OUTDOORS REPORT: Ling dance to jigs

Nicole Tucker hugs the ling. (Photo by Rick Beasley)

DEPOE BAY — Blame paternal instinct on the behemoth ling cod hitting the party boat decks Saturday, according to Capt. David Peterson of the charter vessel “Hot Pursuit” (541-765-2545).

“The females head toward shore and lay egg in the rocks, which the males aggressively protect,” said Peterson after returning March 10 with a boatload of monster lings, some stretching the tape to 40 inches or more. “They’ll lunge at anything, but that’s okay if you catch one. There’s four or five more defending the same nest.”

Sheila Johanss, an ODFW fish checker at the Dockside Charters cleaning station, remarked that ling cod are among the few game fish that lay eggs. Most other commonly-caught rockfish are live-bearing, she said.

“The ling cod are more aggressive this time of year, and tend to bite anything in their territory,” she observed.

Much of the action is taking place off Spanish Head at Lincoln City in 100 to 120-feet of water, using lead-head plastic jigs. Steve Hockett of West Linn was reeling in a nice sea bass when he caught a 37-inch ling bummed a ride. The gape-jawed lings that go after a hooked fish are called “hitchhikers,” and they’re welcome aboard.

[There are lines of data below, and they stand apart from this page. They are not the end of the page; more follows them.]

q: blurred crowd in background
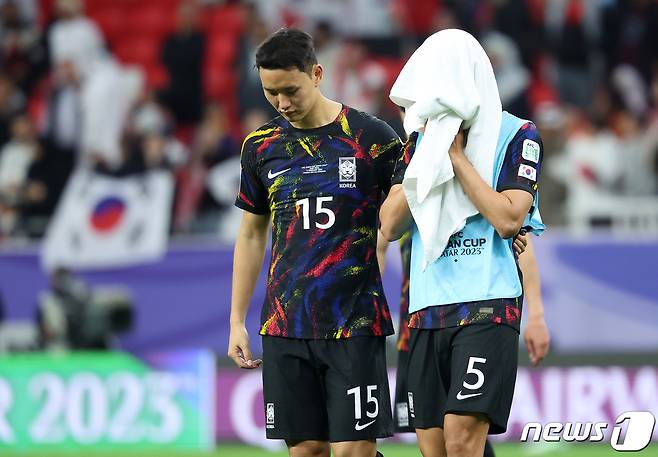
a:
[0,0,658,243]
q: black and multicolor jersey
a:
[409,122,543,331]
[235,107,402,339]
[396,230,411,351]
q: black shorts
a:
[263,336,393,442]
[408,324,519,434]
[393,351,415,433]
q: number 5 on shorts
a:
[462,357,487,390]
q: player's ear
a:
[311,63,324,87]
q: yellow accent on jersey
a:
[340,112,352,138]
[240,127,279,153]
[297,138,313,157]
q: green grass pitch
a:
[213,443,658,457]
[1,443,658,457]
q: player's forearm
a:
[519,238,544,319]
[379,184,412,241]
[230,235,267,325]
[452,155,527,238]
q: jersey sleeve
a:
[496,122,544,196]
[235,139,270,214]
[372,116,403,194]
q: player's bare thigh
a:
[331,440,377,457]
[286,440,331,457]
[443,413,489,457]
[416,427,446,457]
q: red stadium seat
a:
[125,3,176,38]
[204,66,236,99]
[89,5,125,41]
[206,35,237,66]
[207,6,244,37]
[114,36,160,66]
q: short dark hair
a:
[256,28,318,74]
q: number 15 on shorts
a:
[347,385,379,431]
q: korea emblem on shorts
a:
[407,392,416,418]
[338,157,356,182]
[265,403,274,428]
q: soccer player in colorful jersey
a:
[378,230,550,457]
[380,112,543,457]
[228,29,402,457]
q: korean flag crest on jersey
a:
[521,139,539,163]
[338,157,356,182]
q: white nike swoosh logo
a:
[267,168,290,179]
[354,419,377,432]
[457,390,484,400]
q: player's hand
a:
[448,128,466,163]
[523,316,551,367]
[512,229,528,257]
[228,324,263,369]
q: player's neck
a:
[291,95,343,129]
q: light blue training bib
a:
[409,111,545,313]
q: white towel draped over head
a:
[390,29,502,268]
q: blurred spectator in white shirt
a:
[50,0,142,169]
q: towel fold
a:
[390,29,502,268]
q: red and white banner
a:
[41,170,174,270]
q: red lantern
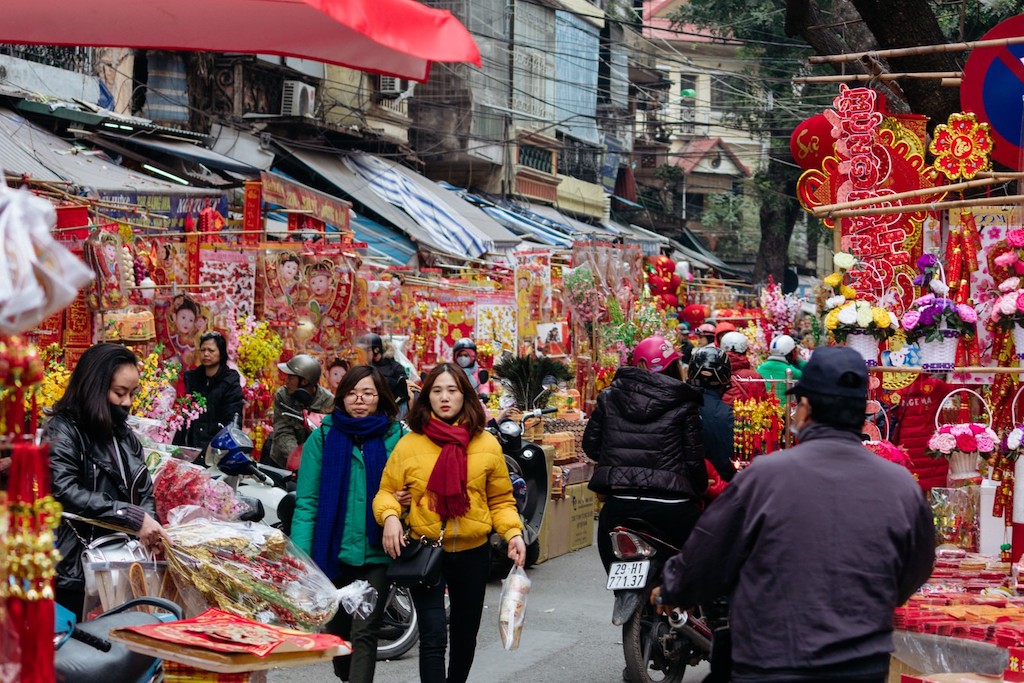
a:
[790,114,836,171]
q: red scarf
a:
[423,416,470,520]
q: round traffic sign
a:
[961,14,1024,171]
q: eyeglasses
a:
[345,391,377,403]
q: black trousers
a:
[412,544,490,683]
[324,564,390,683]
[597,496,700,571]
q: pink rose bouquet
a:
[927,422,999,458]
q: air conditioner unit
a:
[380,76,409,95]
[281,81,316,118]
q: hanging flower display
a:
[928,112,992,180]
[824,252,897,344]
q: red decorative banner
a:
[260,173,351,230]
[242,182,263,246]
[797,85,944,314]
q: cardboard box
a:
[537,498,572,564]
[565,483,597,550]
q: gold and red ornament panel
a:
[797,85,944,314]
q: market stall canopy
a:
[0,109,221,197]
[0,0,480,81]
[276,141,459,256]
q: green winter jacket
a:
[758,355,803,405]
[292,415,404,566]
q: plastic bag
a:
[338,579,378,618]
[164,515,338,631]
[153,458,249,520]
[498,565,530,650]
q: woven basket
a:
[544,418,587,458]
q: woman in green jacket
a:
[292,366,408,683]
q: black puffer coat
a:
[46,415,157,590]
[174,364,243,449]
[583,368,708,499]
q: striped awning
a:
[343,154,488,258]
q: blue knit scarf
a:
[312,410,391,580]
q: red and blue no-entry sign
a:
[958,14,1024,171]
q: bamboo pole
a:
[811,173,1021,218]
[807,36,1024,65]
[792,71,964,83]
[827,195,1024,218]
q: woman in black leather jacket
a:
[583,337,708,570]
[174,332,243,449]
[45,344,166,616]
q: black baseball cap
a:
[786,346,867,398]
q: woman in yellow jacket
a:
[374,362,526,683]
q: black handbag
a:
[386,520,447,588]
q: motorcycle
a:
[607,519,727,683]
[487,408,557,570]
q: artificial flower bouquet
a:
[153,457,249,521]
[900,294,978,341]
[824,252,896,344]
[164,509,338,632]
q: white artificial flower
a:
[839,304,857,325]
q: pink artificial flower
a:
[956,434,978,453]
[956,303,978,324]
[900,310,921,332]
[995,251,1021,268]
[929,434,956,456]
[974,434,995,453]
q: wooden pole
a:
[827,195,1024,218]
[807,36,1024,65]
[792,71,964,83]
[811,173,1021,218]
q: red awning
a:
[0,0,480,81]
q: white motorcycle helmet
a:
[719,332,748,353]
[768,335,797,356]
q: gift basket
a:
[928,389,999,486]
[164,509,338,631]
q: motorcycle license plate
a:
[607,560,650,591]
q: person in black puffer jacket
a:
[45,344,166,617]
[174,332,243,458]
[583,337,708,570]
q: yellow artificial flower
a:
[871,306,892,330]
[825,308,839,330]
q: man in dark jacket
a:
[651,347,935,683]
[583,337,708,569]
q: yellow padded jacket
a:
[374,431,522,553]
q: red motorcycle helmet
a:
[633,336,683,373]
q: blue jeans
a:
[412,544,490,683]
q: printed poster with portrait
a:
[262,244,355,362]
[515,250,551,337]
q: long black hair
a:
[334,366,398,420]
[52,343,138,439]
[197,332,227,372]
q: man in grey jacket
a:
[651,347,935,683]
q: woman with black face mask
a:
[45,344,166,617]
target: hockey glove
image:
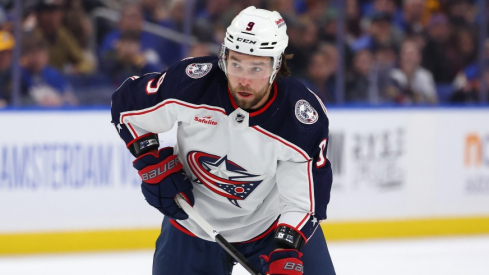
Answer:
[260,249,304,275]
[133,147,194,220]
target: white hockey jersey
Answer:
[112,57,332,242]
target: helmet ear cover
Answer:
[219,6,289,84]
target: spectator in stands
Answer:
[100,32,160,83]
[372,45,398,103]
[33,0,95,74]
[422,13,462,84]
[188,42,213,57]
[397,0,426,35]
[21,36,78,107]
[345,49,378,103]
[387,40,438,104]
[352,12,403,51]
[98,4,182,68]
[0,31,15,108]
[302,50,336,103]
[446,0,474,27]
[140,0,170,24]
[63,0,96,64]
[286,18,318,78]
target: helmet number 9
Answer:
[246,22,255,31]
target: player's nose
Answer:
[238,77,251,87]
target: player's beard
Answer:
[228,82,270,110]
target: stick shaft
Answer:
[176,196,261,275]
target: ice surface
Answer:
[0,235,489,275]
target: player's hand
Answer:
[133,147,194,220]
[260,249,304,275]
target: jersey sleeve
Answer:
[111,72,177,146]
[277,93,333,246]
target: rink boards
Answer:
[0,108,489,254]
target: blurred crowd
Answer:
[0,0,489,107]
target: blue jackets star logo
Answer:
[187,151,263,207]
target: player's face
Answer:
[227,51,272,109]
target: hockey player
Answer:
[112,7,335,275]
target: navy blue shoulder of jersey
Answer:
[112,57,226,123]
[260,77,329,161]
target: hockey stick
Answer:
[175,195,261,275]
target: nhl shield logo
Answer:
[295,99,319,124]
[185,63,212,79]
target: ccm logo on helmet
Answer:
[236,37,256,45]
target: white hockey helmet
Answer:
[219,6,289,84]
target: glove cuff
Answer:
[138,155,183,184]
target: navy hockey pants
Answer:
[153,218,335,275]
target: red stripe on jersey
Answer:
[126,134,154,148]
[251,126,314,230]
[251,126,309,161]
[127,123,139,139]
[121,100,226,123]
[307,160,314,213]
[277,223,307,244]
[240,220,278,243]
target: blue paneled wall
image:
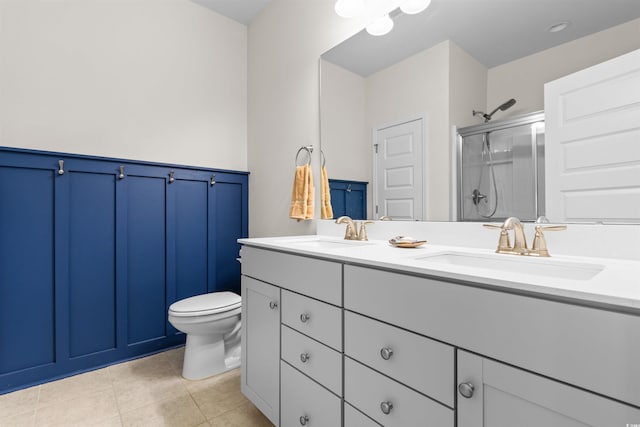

The lingcod daily bag limit is 2 fish, separate from the general marine fish bag limit, with a minimum size of 22 inches.

The deep-sea recreational fishery is open at all depths with a bag limit of 5 fish, plus a separate lingcod limit of 2 fish.

Meanwhile, local rivers are still producing winter steelhead, according to ODFW sources who said tackle was being tested on the Alsea River at Waldport. Expect more fish to show up with each rise in the river level from now through April. Bobber fishing with jigs or bait, drift fishing, and casting lures are all effective ways to catch these hard fighting fish.

Winter steelhead will continue to enter the Salmon River system through March until it closes on March 31. The Salmon River has no hatchery releases and is entirely a wild run.

On the Siletz River, winter steelhead fishing slowed down last week with the cold weather and low water. The extended forecast is calling for more dry conditions which will keep the river low and clear. Fish are still being caught every day and will likely improve as the thermometer rises.

Winter steelhead are also present in the Yaquina and Big Elk. No hatchery fish are released into the streams, so most fish caught are wild.